Contributions to a traditional IRA. The IRA contribution limit is $5,500 for the 2018 tax year and $6,000 for 2019, with an additional $1,000 catch-up contribution allowed if you’re 50 or older. However, it’s important to point out that if you or your spouse is covered by a retirement plan at work, your ability to take the traditional IRA deduction is income-restricted.

If you are self-employed, your contributions to a SEP-IRA, SIMPLE IRA, or Solo 401(k) are generally deductible, unless they are made on an after-tax (Roth) basis.
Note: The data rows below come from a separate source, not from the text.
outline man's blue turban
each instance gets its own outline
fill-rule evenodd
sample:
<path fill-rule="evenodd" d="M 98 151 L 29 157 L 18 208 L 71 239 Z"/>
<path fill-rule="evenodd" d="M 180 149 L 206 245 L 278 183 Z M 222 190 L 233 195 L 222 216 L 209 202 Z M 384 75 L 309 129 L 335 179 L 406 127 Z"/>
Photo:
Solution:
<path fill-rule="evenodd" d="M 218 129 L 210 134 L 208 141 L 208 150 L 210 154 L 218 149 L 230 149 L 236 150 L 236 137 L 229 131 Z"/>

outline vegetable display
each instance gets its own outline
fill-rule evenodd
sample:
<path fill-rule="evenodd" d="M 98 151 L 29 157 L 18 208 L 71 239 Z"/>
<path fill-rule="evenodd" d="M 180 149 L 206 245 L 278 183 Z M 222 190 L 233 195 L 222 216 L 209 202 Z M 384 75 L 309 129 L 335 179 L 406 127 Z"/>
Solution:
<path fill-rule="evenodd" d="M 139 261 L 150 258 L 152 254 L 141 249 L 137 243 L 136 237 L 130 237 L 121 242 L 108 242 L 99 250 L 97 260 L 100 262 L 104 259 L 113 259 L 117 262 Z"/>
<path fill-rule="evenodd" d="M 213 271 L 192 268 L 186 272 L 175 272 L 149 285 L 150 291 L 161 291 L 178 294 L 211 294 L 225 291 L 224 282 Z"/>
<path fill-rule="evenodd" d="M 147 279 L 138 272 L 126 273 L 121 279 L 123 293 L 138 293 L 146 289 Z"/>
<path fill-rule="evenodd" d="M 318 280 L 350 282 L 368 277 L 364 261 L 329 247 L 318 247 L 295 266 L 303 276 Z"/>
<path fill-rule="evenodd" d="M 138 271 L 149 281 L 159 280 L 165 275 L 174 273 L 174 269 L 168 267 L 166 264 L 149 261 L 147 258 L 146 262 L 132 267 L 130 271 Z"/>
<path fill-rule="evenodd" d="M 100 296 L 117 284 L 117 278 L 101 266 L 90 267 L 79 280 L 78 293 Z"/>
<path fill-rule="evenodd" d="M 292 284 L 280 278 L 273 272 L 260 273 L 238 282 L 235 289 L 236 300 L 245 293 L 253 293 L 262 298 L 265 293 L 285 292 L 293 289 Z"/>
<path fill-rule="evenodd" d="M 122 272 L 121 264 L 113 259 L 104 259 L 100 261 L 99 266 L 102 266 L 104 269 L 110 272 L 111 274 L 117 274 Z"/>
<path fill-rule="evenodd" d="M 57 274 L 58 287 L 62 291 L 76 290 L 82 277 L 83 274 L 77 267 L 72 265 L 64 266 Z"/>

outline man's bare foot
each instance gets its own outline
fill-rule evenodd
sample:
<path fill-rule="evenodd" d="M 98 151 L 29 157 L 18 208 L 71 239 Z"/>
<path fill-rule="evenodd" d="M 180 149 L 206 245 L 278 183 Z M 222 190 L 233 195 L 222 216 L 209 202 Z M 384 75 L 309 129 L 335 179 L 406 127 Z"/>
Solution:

Health savings account (HSA) and flexible spending account (FSA) contributions

If you contribute to a tax-advantaged healthcare savings account (HSA), your contributions are tax-deductible up to the IRS’s contribution limits. The 2018 contribution limit is $3,450 for those with single healthcare policies or $6,900 those with family coverage. In 2019, these limits will increase to $3,500 and $7,000, respectively. There’s also a $1,000 catch-up allowance if you’re 55 or older.

An HSA has many unique features. Most importantly, you can withdraw your HSA funds tax-free from your account at any time to cover qualifying medical expenses. That means you can get a tax break on both your contribution and your withdrawal — a perk that no IRA or 401(k) offers. Once you turn 65, you can withdraw money for non-healthcare purposes for any reason without paying a penalty — though you’ll have to pay income tax on withdrawals that don’t go toward qualifying medical expenses. Additionally, unlike a flexible spending account (more on this below), an HSA allows you to carry over and invest your money year after year.

You can participate in an HSA if all of the following apply:

You’re covered by a high-deductible health plan (HDHP)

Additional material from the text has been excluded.